ところで経済産業省に行ったことありますか。 | ヘリテージング見聞ログ@BLOG

ところで経済産業省に行ったことありますか。

 718日(金)の午後、経済産業省で「平成20年度第1回産業遺産活用委員会」が開かれるというのでノコノコ出かけてみました。この会議は公開制なので申し込めば誰でも傍聴できるのです。

「遺産活用」という言葉が使われていたので、ヘリテージングの普及をライフワークにしているオッサンとしては、古い産業遺産にお国がどんな活用アイデアを示すのか、目からウロコを期待して行ったわけです。

経産省は昨年、「近代化産業遺産群33」という認定事業を行いました。(とてもよくできているので、このホームページのリンク集でも紹介しています)今年も新たな33を選び出そうと開かれたのがこの委員会です。

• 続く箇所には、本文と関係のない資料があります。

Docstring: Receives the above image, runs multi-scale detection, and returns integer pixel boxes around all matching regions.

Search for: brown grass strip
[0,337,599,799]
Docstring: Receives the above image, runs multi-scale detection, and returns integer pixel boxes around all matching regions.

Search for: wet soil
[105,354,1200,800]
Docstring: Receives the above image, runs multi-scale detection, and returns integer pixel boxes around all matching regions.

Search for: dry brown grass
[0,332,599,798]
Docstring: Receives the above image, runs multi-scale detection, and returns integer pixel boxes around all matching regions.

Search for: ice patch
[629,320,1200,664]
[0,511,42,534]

さて近代化遺産といっても、そこは経産省、やはり「産業」にこだわった選定枠があります。その点、古い教会や学校などの「生活遺産」や、レトロな師団本部、旧陸軍偕交社などの「軍事遺産」にいたるまで、魅力ある近代遺産ならすべてを観光対象とするヘリテージングにくらべると、「産業遺産」だけでは観光活用という面で見劣りがします。33の選定ストーリーもよくできていますが、学術的ではあっても(観光)活用的な視点が感じられず、一般人にはついていけないところもあります。

産業遺産は近代遺産の中核を成す宝物なのだから、ヘリテージングの立派な仲間です。壁を設けるより、日本の新しい観光ムーブメントの主役として堂々と観光デビューさせたほうが得策ではないかと思うのですが…。

委員会はNHKの松平定知氏ら文化人、学識経験者が13名、国土交通省や文化庁からのオブザーバーが4名、さすがに錚々(そうそう)たるメンバーです。それぞれ専門的な立場からの発言はとても勉強になりましたが、こちらが勝手に期待した「活用」に関する発言はほとんどなく、何を選ぶべきかという選定方法に終始していたようです。

重箱の隅をつつくようですが、「活用」の二文字は修飾語にすぎないのでしょうか。これは、地方で行われる「産業遺産活用フォーラム」などにもいえることですが、誰のための活用なのかという最重要な視点が等閑(なおざり)にされているように思えてなりません。誰のための活用か、それはいうまでもなく「観光客」のためです。これがうまくいかなければ地域活性も町づくりもありません。

さて、この産業遺産33に選ばれると、当該施設にはオスミツキの金属プレートが贈呈されます。すでに各地の施設に多数飾られ喜ばれているという事務局からの報告がありました。永久保存を目的とする文化庁の重文プレートならいざしらず、勲章授与みたいなことと産業遺産の活用とどう結びつくのかその先が見えません。選別には知識が必要、でも活用は知恵を絞る作業です。単年度ごとの報告書づくりのための認定事業で終わらぬよう、持続的「活用」アイデアの創出を「活用委員会」に期待します。以上、霞が関からのレポートでした。(T. A.